Well, this is awkward. Here we are, in the midst of a serious public conversation about how the entertainment industry treats people of color, and a long overdue backlash against the Academy Awards' habit of doling out its highest honors almost exclusively to white people. Here it was, Tuesday, when Variety unveiled a white upon white cover featuring the Oscar statuette and the words "Shame on us." And then, the same day, the announcement arrives that a white actor had been cast in the role of a famous African American entertainer. Oh dear.
I confess when I saw the announcement pop up on Tuesday evening that "British Actor Joseph Fiennes Cast as Michael Jackson in Road Trip Drama About 9/11" — and the subsequent mass bogglement on social media — I assumed the people expressing shock simply must have misread the news. Surely the announcement was about some other Michael Jackson — you know, like how there's the actress Michelle Williams and the Destiny's Child Michelle Williams, and the Beach Boys Brian Wilson and the ball player Brian Wilson. There has to be, I thought, some lesser known Michael Jackson cop or firefighter who had a significant role around the events of that tragic day. That's what I get for overestimating human beings again.

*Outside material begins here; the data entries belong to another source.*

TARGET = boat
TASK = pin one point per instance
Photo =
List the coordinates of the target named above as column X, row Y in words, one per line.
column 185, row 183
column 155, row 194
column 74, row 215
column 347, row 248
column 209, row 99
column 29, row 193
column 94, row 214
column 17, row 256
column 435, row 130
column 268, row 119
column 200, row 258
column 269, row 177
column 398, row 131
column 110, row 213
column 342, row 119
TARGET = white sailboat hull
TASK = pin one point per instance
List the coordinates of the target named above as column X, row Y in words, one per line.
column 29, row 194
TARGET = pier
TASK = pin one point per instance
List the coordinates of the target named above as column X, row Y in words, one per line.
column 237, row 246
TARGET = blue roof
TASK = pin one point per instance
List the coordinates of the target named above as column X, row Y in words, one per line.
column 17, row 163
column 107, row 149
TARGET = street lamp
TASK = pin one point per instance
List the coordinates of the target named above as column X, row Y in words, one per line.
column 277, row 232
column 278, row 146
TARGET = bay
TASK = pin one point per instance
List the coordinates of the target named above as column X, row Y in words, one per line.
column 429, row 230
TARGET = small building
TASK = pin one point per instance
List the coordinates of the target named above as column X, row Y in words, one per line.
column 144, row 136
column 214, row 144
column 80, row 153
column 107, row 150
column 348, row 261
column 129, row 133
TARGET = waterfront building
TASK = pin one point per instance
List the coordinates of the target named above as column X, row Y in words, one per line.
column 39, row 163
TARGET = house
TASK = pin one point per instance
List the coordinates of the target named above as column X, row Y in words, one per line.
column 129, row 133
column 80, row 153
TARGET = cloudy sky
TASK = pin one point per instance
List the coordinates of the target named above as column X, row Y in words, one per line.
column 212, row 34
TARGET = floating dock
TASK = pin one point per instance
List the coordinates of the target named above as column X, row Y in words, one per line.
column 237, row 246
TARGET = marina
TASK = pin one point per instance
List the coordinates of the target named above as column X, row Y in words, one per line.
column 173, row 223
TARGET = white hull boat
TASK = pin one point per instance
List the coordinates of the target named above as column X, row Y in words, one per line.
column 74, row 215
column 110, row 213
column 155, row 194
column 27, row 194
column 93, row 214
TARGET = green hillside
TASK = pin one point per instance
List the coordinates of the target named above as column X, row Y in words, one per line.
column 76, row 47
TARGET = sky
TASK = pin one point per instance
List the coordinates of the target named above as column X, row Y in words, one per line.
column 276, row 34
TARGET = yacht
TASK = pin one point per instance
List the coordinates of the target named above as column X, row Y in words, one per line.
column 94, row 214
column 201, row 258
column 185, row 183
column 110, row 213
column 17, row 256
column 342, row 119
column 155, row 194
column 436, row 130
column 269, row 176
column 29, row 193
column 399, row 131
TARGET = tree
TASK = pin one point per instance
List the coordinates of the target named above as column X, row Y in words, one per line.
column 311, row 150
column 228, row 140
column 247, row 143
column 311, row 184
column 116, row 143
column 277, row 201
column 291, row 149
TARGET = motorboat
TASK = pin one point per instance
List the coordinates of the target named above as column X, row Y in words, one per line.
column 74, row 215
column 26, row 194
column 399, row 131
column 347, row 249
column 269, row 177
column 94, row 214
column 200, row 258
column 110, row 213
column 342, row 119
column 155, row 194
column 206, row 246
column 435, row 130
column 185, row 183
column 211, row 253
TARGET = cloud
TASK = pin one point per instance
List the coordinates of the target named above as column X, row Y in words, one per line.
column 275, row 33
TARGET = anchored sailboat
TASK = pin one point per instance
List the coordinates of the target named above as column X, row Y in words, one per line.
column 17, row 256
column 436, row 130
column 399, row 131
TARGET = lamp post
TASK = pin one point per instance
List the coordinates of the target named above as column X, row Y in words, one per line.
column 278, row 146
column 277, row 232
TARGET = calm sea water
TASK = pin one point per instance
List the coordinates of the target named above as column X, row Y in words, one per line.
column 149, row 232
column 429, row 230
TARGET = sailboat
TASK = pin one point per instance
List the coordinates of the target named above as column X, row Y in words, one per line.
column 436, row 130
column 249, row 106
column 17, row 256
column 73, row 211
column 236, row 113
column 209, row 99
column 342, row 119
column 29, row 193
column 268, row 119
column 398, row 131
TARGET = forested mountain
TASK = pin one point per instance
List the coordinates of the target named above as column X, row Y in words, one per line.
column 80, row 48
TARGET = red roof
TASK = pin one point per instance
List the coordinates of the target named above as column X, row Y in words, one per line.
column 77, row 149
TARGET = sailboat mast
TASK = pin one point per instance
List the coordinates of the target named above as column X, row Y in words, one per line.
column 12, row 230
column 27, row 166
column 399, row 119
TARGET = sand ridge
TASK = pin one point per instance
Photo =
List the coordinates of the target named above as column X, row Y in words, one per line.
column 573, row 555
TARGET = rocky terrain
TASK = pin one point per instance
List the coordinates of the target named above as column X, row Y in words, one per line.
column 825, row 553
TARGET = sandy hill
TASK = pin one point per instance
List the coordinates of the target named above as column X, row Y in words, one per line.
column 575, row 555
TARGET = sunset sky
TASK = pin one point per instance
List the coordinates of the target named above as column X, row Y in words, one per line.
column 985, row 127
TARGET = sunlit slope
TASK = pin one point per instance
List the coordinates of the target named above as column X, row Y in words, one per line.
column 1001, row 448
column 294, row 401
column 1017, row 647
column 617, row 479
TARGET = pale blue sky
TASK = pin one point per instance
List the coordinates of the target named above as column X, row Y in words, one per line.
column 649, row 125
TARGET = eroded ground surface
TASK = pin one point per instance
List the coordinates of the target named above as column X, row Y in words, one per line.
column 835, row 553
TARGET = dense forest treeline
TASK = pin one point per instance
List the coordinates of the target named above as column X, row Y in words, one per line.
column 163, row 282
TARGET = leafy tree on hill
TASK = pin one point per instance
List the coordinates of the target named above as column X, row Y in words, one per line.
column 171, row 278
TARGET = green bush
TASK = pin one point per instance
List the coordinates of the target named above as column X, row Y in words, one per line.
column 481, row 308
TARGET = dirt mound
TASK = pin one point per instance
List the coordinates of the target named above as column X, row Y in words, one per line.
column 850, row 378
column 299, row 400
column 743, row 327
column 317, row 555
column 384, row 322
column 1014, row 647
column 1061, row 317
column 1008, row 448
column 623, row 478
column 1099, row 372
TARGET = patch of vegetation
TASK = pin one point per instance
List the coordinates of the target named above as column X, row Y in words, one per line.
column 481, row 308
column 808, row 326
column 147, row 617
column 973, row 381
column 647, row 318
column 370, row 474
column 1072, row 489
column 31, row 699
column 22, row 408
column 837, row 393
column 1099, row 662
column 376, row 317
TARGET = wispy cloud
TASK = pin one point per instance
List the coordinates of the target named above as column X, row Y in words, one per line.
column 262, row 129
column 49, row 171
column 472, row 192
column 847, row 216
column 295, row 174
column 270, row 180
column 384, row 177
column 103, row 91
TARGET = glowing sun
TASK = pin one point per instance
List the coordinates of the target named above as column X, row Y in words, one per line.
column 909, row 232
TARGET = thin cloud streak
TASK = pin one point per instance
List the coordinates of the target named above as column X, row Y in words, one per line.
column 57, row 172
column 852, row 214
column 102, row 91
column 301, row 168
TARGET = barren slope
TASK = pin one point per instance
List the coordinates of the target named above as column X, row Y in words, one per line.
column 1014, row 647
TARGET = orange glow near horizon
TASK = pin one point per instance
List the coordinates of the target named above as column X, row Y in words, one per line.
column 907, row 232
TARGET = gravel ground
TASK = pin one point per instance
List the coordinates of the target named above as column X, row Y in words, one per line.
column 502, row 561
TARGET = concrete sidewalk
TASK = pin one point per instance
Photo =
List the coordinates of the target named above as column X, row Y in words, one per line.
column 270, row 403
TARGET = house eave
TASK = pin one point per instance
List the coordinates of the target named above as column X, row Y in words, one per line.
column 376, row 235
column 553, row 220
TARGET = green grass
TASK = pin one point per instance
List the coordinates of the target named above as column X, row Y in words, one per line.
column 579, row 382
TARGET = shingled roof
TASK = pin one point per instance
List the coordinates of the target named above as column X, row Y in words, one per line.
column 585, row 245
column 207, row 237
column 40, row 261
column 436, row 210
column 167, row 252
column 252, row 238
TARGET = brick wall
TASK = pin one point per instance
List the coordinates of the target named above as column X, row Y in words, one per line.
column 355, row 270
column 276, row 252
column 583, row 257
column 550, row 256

As the Guardian reported Tuesday, the drama "Elizabeth, Michael and Marlon," now in development with Sky Arts for British television, is based on an alleged road trip from New York to Ohio that Jackson took with Elizabeth Taylor and Marlon Brando as they tried to get home after the 2001 attacks. Anecdotally, just in case you're curious, the film is to be the first venture from a new production company created by actor Ralf Little, who is white, and written by journalist and author Neil Forsyth, who is also white.
The tale, first revealed in Vanity Fair five years ago, goes that Jackson, in town for two concerts at Madison Square Garden, had invited his buddies Taylor and Brando to his shows. Then a few days later the towers fell, and as one version of the story goes, "these three towering icons of American pop culture planned their escape, afraid that they would be the next target" and rented a car. A former Jackson employee told VF that "Brando allegedly annoyed his traveling companions by insisting on stopping at nearly every KFC and Burger King they passed along the highway."
One can certainly understand why such an anecdote — whether true or not — would capture the imagination as something ripe to dramatize. And the casting of Stockard Channing as Taylor and Brian Cox as Brando sounds about right. It's that third one we're all scratching our heads over.
Speaking with WENN, Fiennes confirmed the casting Tuesday saying, "I got the script the other day. It’s a challenge. It’s a comedy. It doesn’t poke mean fun but it’s a story, possibly urban legend… It’s a lovely thing about Michael’s relationship with Liz Taylor and Marlon Brando. It's a fun, light-hearted tongue in cheek road trip of what celebrity of that kind is like. But also it’s rather beautiful and poignant about their relationships as well." What Fiennes appears not to have mentioned is, hello, I shall be a white person portraying a black person. I really don't think this is meant by "colorblind casting," everybody.
So you want to make a comedy about three larger than life characters. An obvious punchline is that one of them spent the last several years of his career increasingly and dramatically changing his appearance — what could be wittier, the thinking apparently goes, than casting a white guy? At the time of his death in 2009, after all, Michael Jackson had an undeniably different — and considerably lighter — face than the one he came into the world with. (Jackson always firmly insisted that he didn't bleach his skin, and that his altered pigment was the result of vitiligo.) The apparent deep-rooted body dysmorphia and self-hatred of a reputed sex abuser and drug addict who died of an anesthesia overdose? That's some gold right there.
But the choices about who gets to work and who gets represented do actually matter. And a lot of us don't know why this is so hard for certain segments of the casting and hiring population to grasp. Because it's not just about a stunt casting. It's about opportunity. It's about respect. It's about thinking through the choices, and taking a minute to ask, do we have so few white people working in entertainment right now that we need to cast them as black people? And then asking, isn't that a ridiculous question?